Chang, firstly, rejects the notion that economic ideas can be “disjunctured” from political ones: in other words, that the economy can be guided without an overarching political ideology. He declares bluntly, “All economic choices are also political ones and it’s time for us to be honest about them.” We expect, therefore, that those who want to capture executive office in Guyana would be somewhat clearer in the articulation of their political philosophy than the weasel-like, “We’re for the people”. We were firmly instructed that “government must never interfere with “the free market.” Chang disagrees, and asserts that modern economies would collapse without numerous forms of government intervention. Smart capitalists know very well that “there is no such thing as a free market.” From one end of our political spectrum, we have heard some who disagree, for instance, with the government’s retention of ownership of GuySuCo, and declare they would privatise it forthwith if they were to assume office. One wonders if they actually believe that governments have no responsibility for the social impact of their economic/political decisions. Would they, in another instance, not regulate the financial sector as was proposed in the U. S., and which led to the collapse of that economy? There have been vociferous criticisms of the government’s tentative initiatives towards public/private partnerships (e.g. the Berbice Bridge and the upcoming Marriot Hotel project) so as to jumpstart investments into a sustainable pattern).

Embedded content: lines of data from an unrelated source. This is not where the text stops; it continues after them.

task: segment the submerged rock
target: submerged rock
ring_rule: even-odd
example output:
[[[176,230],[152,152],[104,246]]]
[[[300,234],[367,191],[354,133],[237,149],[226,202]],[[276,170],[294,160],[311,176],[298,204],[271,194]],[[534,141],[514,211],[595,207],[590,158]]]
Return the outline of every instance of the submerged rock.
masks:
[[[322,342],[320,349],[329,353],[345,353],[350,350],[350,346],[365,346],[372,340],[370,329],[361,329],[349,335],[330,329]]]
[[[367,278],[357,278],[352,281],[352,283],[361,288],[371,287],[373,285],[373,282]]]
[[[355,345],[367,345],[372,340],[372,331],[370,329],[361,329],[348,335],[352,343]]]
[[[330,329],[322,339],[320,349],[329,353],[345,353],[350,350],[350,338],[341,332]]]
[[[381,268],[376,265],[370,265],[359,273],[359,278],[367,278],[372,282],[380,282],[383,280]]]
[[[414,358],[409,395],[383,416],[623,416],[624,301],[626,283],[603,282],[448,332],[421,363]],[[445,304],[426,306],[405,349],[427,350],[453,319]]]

The criticisms appear grounded in the neoliberal dogma that “poor counties need to adopt “free market” policies to achieve sustained growth”. Chang painstakingly refutes this by showing that the world’s richest nations – the ones who preach neo-liberalism to the rest of the world – rose to ascendancy in the past “through a combination of protectionism, subsidies, and other [state- and not market- led) policies that today they advise developing countries not to adopt”. Not realising that they are at least a decade behind the reality of what has catapulted the Far Eastern Tigers and now China and India into the fastest growth trajectories of the world, some misguided politicians are also preaching the corollary to the above doctrine. To wit, that governments lack the ability (including the required expertise and information) to make intelligent business choices and thereby “pick winners” through state-led industrial policy. This is just simply and egregiously wrong. The aforementioned governments regularly chose winning firms and industries over and against “market signals”, and in ways that can and do “improve national economic performance”. And lastly, that the big government welfare state, such as the present administration has fostered, damages economies by depriving the rich of the incentive to create wealth and by making the poor lazy. Chang shows that by providing second and third chances and a safety net to the poor, the welfare state encourages workers to be more open to (inevitable) change.